La había matado más de una vez. Achataba la mirada y estiraba el brazo que sostenía el revólver. Después de un instante que le parecía inaguantablemente largo —siempre creía que no lo iba a soportar y por eso, es probable, lo hacía más corto de lo que estaba destinado a ser—, disparaba.

Ella caía entonces, pero pasados pocos días, una semana o un mes, regresaba para enfrentarlo de nuevo en un callejón lóbrego, primero lejana y, poco a poco, más cerca, más cerca por segundos, y él disparaba como en la ocasión anterior.

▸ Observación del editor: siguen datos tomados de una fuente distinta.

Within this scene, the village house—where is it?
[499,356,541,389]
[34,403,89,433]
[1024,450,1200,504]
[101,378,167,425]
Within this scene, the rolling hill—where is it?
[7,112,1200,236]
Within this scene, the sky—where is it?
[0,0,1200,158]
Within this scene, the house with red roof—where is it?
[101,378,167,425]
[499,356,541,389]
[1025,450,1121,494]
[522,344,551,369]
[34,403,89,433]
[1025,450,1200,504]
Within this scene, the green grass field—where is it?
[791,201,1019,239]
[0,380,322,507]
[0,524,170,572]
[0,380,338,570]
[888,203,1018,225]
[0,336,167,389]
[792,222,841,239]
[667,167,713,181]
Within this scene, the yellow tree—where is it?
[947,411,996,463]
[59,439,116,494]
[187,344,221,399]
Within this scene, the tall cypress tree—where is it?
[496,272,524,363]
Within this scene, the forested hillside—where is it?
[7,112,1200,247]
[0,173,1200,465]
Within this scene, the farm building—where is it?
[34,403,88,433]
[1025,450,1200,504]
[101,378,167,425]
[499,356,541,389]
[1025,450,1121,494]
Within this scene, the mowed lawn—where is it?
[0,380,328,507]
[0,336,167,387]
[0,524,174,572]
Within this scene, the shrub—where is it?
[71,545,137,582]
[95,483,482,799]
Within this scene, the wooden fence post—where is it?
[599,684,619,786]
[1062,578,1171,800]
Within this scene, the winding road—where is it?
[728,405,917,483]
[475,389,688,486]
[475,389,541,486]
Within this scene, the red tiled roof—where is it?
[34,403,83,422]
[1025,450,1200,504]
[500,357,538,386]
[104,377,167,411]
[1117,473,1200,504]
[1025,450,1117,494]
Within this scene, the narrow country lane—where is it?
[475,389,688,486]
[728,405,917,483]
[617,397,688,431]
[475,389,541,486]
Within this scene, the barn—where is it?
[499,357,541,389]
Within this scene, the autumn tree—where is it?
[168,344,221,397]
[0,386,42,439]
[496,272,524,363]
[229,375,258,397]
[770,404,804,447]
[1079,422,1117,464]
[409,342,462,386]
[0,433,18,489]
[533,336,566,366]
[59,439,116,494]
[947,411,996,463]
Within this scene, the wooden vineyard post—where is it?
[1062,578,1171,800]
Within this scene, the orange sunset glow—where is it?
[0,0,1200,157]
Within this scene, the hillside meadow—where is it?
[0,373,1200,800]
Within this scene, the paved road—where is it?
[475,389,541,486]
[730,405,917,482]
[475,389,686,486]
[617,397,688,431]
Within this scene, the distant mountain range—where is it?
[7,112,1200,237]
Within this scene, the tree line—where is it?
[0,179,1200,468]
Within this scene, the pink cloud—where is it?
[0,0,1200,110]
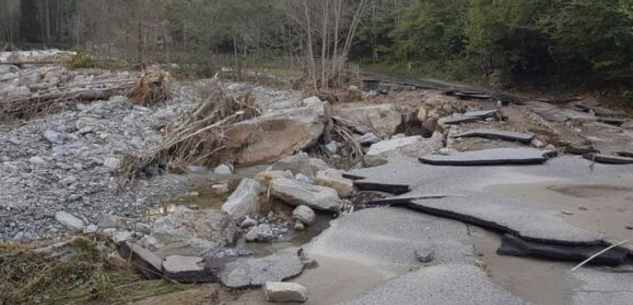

No era que pudiera explicarlo. A quien mataba, debía morir. Y no volver a aparecer. Pero ella regresaba como un círculo que no se trasladaba, sino que traslacionaba. Si alguien podía liberarlo con su muerte era ella, pero no daba la impresión de estar dispuesta a cederle su último aliento.

*

Desde la estación seca de 1997, me dedico al arte y ciencia de cazar espectros. Para algunos, soy un exorcista. Otros me creen un psicoterapeuta. Ambas opciones son ciertas, y sería muy complicado explicar, en las primeras líneas de esta historia, por qué. Confío en que más adelante podrá entreverse la razón.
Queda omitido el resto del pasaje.